Yargıtay Kararı 15. Hukuk Dairesi 2011/6934 E. 2012/2227 K. 05.04.2012 T.

YARGITAY KARARI
DAİRE : 15. Hukuk Dairesi
ESAS NO : 2011/6934
KARAR NO : 2012/2227
KARAR TARİHİ : 05.04.2012

Mahkemesi :Asliye Hukuk Hakimliği

Yukarıda tarih ve numarası yazılı bozmaya uyularak verilen hükmün duruşmalı olarak temyizen tetkiki davalı vekili tarafından istenmiş olmakla duruşma için tayin edilen günde davacı vekili Avukat … ile davalı vekili Avukat … geldi.
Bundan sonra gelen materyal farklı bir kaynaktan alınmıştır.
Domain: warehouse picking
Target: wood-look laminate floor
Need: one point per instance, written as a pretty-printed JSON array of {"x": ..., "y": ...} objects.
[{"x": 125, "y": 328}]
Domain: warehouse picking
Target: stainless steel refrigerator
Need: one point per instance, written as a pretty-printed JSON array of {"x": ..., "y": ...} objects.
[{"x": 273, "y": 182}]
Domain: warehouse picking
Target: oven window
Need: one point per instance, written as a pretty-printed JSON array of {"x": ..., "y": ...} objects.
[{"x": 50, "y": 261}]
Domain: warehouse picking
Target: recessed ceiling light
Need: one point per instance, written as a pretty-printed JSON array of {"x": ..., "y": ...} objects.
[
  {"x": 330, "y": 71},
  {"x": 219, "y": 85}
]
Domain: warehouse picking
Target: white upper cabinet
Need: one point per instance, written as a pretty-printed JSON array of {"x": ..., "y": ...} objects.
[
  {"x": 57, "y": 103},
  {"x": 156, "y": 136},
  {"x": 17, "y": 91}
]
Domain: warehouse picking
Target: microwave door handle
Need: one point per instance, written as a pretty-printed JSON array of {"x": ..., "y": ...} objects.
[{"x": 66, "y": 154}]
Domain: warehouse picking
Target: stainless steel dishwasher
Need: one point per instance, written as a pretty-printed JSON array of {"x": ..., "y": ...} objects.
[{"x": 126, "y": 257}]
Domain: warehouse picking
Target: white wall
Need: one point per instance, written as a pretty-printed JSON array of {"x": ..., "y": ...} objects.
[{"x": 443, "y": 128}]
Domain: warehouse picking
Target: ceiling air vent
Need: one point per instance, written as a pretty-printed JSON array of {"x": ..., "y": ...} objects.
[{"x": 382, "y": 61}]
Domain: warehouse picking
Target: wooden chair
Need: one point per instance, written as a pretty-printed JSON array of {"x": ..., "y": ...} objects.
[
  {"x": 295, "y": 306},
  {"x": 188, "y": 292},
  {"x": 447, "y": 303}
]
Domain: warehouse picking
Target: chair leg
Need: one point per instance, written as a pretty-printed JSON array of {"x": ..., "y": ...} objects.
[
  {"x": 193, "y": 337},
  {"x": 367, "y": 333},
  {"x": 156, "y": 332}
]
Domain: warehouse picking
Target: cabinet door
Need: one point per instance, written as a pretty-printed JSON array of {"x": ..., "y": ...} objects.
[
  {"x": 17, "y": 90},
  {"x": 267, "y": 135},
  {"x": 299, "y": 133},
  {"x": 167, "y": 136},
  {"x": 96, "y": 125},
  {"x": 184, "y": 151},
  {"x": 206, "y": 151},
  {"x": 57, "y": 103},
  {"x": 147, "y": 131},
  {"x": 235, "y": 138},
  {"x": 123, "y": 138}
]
Temyiz dilekçesinin süresi içinde verildiği anlaşıldıktan ve hazır bulunan taraflar avukatları dinlendikten sonra vaktin darlığından ötürü işin incelenerek karara bağlanması başka güne bırakılmıştı. Bu kere dosyadaki kağıtlar okunduktan sonra işin gereği konuşulup düşünüldü:

– K A R A R –

Dava, taraflar arasında imzalanan eser sözleşmesi ilişkisinden kaynaklanmıştır. Davada, davalı tarafından davacı işyerinde çalıştırılan işçiler için bağlı bulundukları sendika tarafından iş sahibi aleyhine iş mahkemelerinde açılan davalar sonucunda hükme bağlanan ve davacıdan tahsil edilen miktarın sözleşmenin 6.8 maddesi hükmüne dayalı olarak rücuen tahsili talep edilmiştir. Mahkemece bozmaya uyularak yapılan yargılama sonucunda davanın kabulüne dair verilen karar davalı şirket vekilince temyiz edilmiştir.
1-Dosyadaki yazılara, mahkemece uyulan bozma ilâmı gereğince inceleme yapılıp hüküm verilmiş olmasına, delillerin takdirinde bir isabetsizlik bulunmamasına göre davalı şirket vekilinin aşağıdaki bendin kapsamı dışında kalan diğer temyiz itirazları yerinde görülmemiş, reddi gerekmiştir.
2-Yanlar arasındaki uyuşmazlık eser sözleşmesinden kaynaklanmıştır. Davacı iş sahibi sözleşmeye dayalı olarak rücu isteminde bulunmaktadır. Sözleşmeden doğan uyuşmazlıklarda kabul edilecek alacağa temerrüt faizi uygulanabilmesi için alacağın muaccel olması yeterli olmayıp alacaklının yöntemine uygun ihtarıyla borçlunun temerrüde düşürülmüş ya da borcun kararlaştırılan kesin vadede ödenmemiş olması gerekir (Borçlar Kanunu md. 101. vd.). Somut olayda davadan önce temerrüt ihtarı bulunmadığı gibi sözleşmede kararlaştırılan kesin vade de yoktur. Bu durumda kabul edilen alacağa dava tarihi yerine, tarih de belirtilmeksizin ödeme gününden faiz yürütülmesi doğru olmamıştır. Hüküm bu yönden bozulmalıdır. Ne var ki; yapılan bu hatanın giderilmesi yeniden yargılama yapılmasını gerektirmediğinden HUMK’nın 438/VII. maddesi uyarınca düzeltilerek onanması uygun bulunmuştur.
SONUÇ: Yukarıda 1. bentte açıklanan nedenlerle davalı şirket vekilinin diğer temyiz itirazlarının reddine, 2. bent gereğince kabulüyle mahkeme kararının hüküm kısmı 1. bent birinci satırındaki “ödeme tarihlerinden” kelimelerinin karar metninden çıkartılarak yerine “07.02.2003 dava tarihinden” tarih ve kelimelerinin yazılmasına ve kararın değiştirilen bu şekliyle DÜZELTİLEREK ONANMASINA, 900,00 TL duruşma vekâlet ücretinin davacıdan alınarak Yargıtay duruşmasında vekille temsil olunan davalı şirkete verilmesine, fazla alınan temyiz peşin harcının istek halinde temyiz eden davalıya geri verilmesine, 05.04.2012 gününde oybirliğiyle karar verildi.